Have you ever been there?
Or are you a Newbie to CrossFit and want to learn more about the difference between training and competing?
Then read on.
What’ s the difference?
1. The Environment
This is the most apparent and at the same time the most overlooked.
In your gym you have your spot, your pull up bar, your barbell, your favorite jam.
Basically: You’re in control.
Not so at a competition.
You have absolutely no control over equipment quality, surface of the floor, the height of your pull up bar or even the air you breathe depending on if you are outside, in a higher altitude or simply in a really packed warehouse with no windows.
It is what it is and you need to be able to adapt quickly and quit the mimimi.
Remember the pressure you felt on your first workout against 5 other people at your gym?
Multiply that by 10. That’s how much higher the pressure feels when you’re at a competiton.
You’re competing against other elite athletes, people are cheering you on (um, or NOT), your friends want to see you succeed, you don’t want to disappoint anyone much less yourself… the pressure killing you and you’re so excited you just can’t hide it (love that song!)
You’re palms are sweaty, knees weak, arms are heavy…. you’re nervous but on the surface you have to look calm and ready (Eminem knows what’s up!)
Most competitions will include movements that weren’t tested in the qualifyer workouts.

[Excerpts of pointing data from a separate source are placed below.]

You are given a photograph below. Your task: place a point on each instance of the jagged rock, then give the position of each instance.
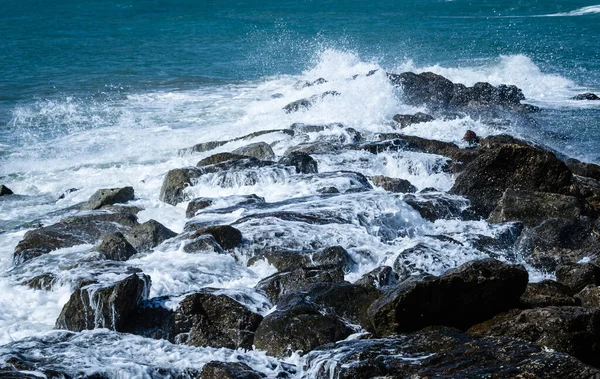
(589, 296)
(380, 277)
(4, 190)
(104, 306)
(570, 330)
(71, 231)
(461, 297)
(442, 353)
(518, 167)
(395, 185)
(576, 276)
(109, 196)
(146, 236)
(531, 208)
(229, 370)
(208, 319)
(586, 96)
(298, 325)
(303, 162)
(226, 236)
(559, 240)
(301, 278)
(409, 119)
(260, 150)
(547, 293)
(175, 182)
(115, 247)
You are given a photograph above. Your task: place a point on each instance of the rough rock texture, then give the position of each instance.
(109, 196)
(570, 330)
(524, 168)
(260, 150)
(393, 184)
(98, 306)
(301, 278)
(226, 236)
(303, 162)
(461, 297)
(115, 247)
(409, 119)
(531, 208)
(298, 325)
(547, 293)
(146, 236)
(442, 353)
(208, 319)
(175, 182)
(229, 370)
(71, 231)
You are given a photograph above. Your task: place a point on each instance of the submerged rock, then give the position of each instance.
(108, 196)
(104, 306)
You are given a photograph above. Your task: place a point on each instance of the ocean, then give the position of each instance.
(103, 94)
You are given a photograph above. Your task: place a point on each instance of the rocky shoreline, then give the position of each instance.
(481, 319)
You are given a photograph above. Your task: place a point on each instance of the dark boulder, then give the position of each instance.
(4, 190)
(532, 208)
(442, 353)
(570, 330)
(298, 279)
(208, 319)
(461, 297)
(259, 150)
(229, 370)
(409, 119)
(518, 167)
(304, 163)
(146, 236)
(298, 325)
(109, 196)
(576, 276)
(547, 293)
(175, 182)
(116, 247)
(104, 306)
(395, 185)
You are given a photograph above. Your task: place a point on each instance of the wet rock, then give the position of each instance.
(71, 231)
(208, 319)
(259, 150)
(4, 190)
(409, 119)
(226, 236)
(559, 240)
(175, 182)
(104, 306)
(461, 297)
(380, 277)
(298, 279)
(395, 185)
(517, 167)
(303, 162)
(576, 276)
(442, 353)
(589, 296)
(532, 208)
(109, 196)
(586, 96)
(298, 325)
(570, 330)
(547, 293)
(146, 236)
(229, 370)
(115, 247)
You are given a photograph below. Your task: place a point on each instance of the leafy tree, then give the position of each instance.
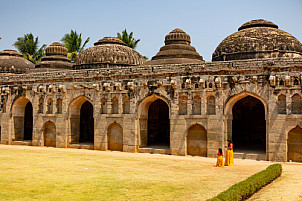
(73, 42)
(28, 46)
(128, 39)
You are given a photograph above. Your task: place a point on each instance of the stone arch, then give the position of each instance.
(115, 137)
(49, 106)
(114, 109)
(104, 106)
(196, 106)
(296, 104)
(183, 105)
(211, 105)
(4, 105)
(294, 144)
(22, 113)
(281, 104)
(59, 106)
(143, 118)
(82, 125)
(261, 123)
(197, 140)
(126, 105)
(49, 134)
(41, 105)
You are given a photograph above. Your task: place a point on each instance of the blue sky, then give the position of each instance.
(207, 22)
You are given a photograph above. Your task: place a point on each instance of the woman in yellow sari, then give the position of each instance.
(219, 162)
(229, 157)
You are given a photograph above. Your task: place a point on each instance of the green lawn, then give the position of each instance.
(67, 174)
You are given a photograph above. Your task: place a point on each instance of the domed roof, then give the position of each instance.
(177, 50)
(257, 39)
(12, 61)
(108, 51)
(56, 57)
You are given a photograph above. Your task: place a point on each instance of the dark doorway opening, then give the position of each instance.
(249, 126)
(28, 122)
(86, 123)
(158, 124)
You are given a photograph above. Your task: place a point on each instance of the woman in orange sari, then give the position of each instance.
(229, 157)
(219, 162)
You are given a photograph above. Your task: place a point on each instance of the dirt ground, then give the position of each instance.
(287, 187)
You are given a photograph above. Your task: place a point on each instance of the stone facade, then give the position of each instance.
(137, 107)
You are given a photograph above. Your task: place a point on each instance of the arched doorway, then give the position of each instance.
(115, 137)
(86, 123)
(249, 125)
(22, 113)
(49, 132)
(28, 121)
(294, 145)
(197, 140)
(158, 124)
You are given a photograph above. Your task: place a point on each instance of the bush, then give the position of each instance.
(251, 185)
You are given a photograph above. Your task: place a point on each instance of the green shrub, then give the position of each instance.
(251, 185)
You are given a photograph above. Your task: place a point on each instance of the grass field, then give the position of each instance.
(37, 173)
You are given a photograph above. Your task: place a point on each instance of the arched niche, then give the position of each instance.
(146, 124)
(22, 113)
(49, 134)
(81, 121)
(115, 137)
(197, 140)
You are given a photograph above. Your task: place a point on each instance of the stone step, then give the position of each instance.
(81, 146)
(154, 150)
(25, 143)
(251, 156)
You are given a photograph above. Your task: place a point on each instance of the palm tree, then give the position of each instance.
(131, 42)
(28, 46)
(73, 42)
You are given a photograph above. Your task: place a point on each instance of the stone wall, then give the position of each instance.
(217, 86)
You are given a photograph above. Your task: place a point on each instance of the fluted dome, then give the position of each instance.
(177, 50)
(56, 58)
(257, 39)
(108, 51)
(12, 61)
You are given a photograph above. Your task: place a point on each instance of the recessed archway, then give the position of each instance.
(86, 123)
(146, 127)
(158, 124)
(115, 137)
(249, 125)
(49, 134)
(197, 140)
(81, 121)
(294, 145)
(22, 113)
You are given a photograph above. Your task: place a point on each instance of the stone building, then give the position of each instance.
(176, 103)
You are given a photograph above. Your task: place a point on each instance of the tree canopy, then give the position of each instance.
(128, 39)
(28, 46)
(73, 42)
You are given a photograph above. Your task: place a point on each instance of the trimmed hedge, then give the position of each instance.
(251, 185)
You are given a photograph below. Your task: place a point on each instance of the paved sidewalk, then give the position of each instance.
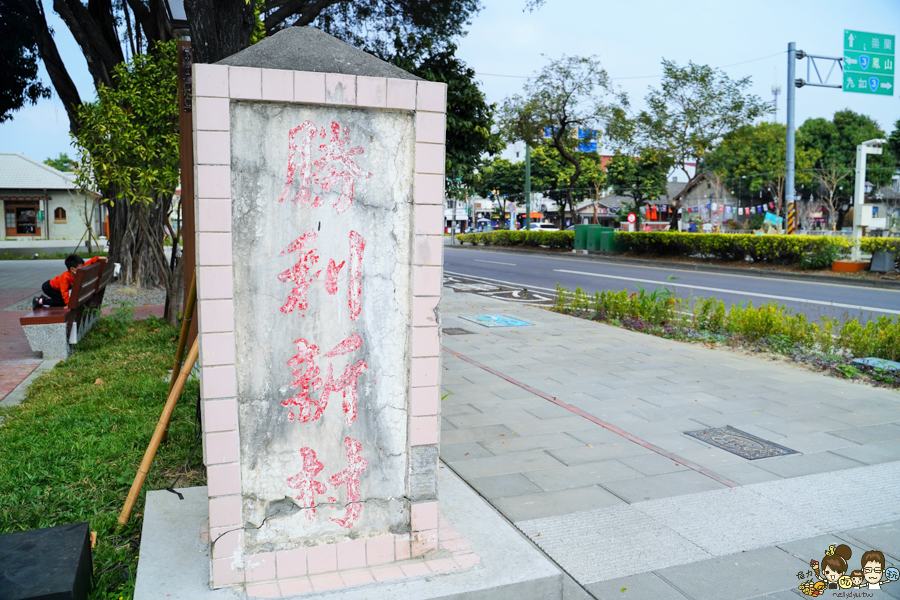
(584, 450)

Take rope climbs or handstand walks for example. These movements are extremely hard to judge from far away. Nevertheless, they might show up at a competition. If you lack these skills you might have a bad awakening. Make sure you are a well-rounded athlete (and by that I don’t mean eating bacon all day).
4. Different standards
Sometimes you’ll have to perform movements differently than you are used to. For example burpees with hand-release or box jumps with the whole foot on the box. Make sure to know the standards and perform every rep 100%. Being no-repped can cost you valuable seconds that might determine whether you make it to the podium or not!
5. Multiple Workouts
Not everyone has the time to do multiple workouts a day. On a competition, however, this is the case and you need to be able to recover quickly both physically and mentally.
So, what’s the take-away?
Train at different locations with other people more often.
Elli knows best. She does not only workout in gym! She also got her own homegym to workout on different places.
Get used to the pressure by participating in a couple smaller competitions at your gym or somewhere else.
Learn new things on a regular basis and work on your weaknesses a lot.
Always train with perfect technique (no-rep yourself more often) and try different standards like hand-release burpees or chest-to-bar pull ups.
Try multiple (hard) workouts on a weekend day with 45-90 minutes rest between workouts. Find out what you body needs to recover quickly and train your mind to remain calm and collected even though your coolness may be wearing off.
So, I hope I could give you a little insight on what to expect on your first Gameday or how you can prepare better for your next!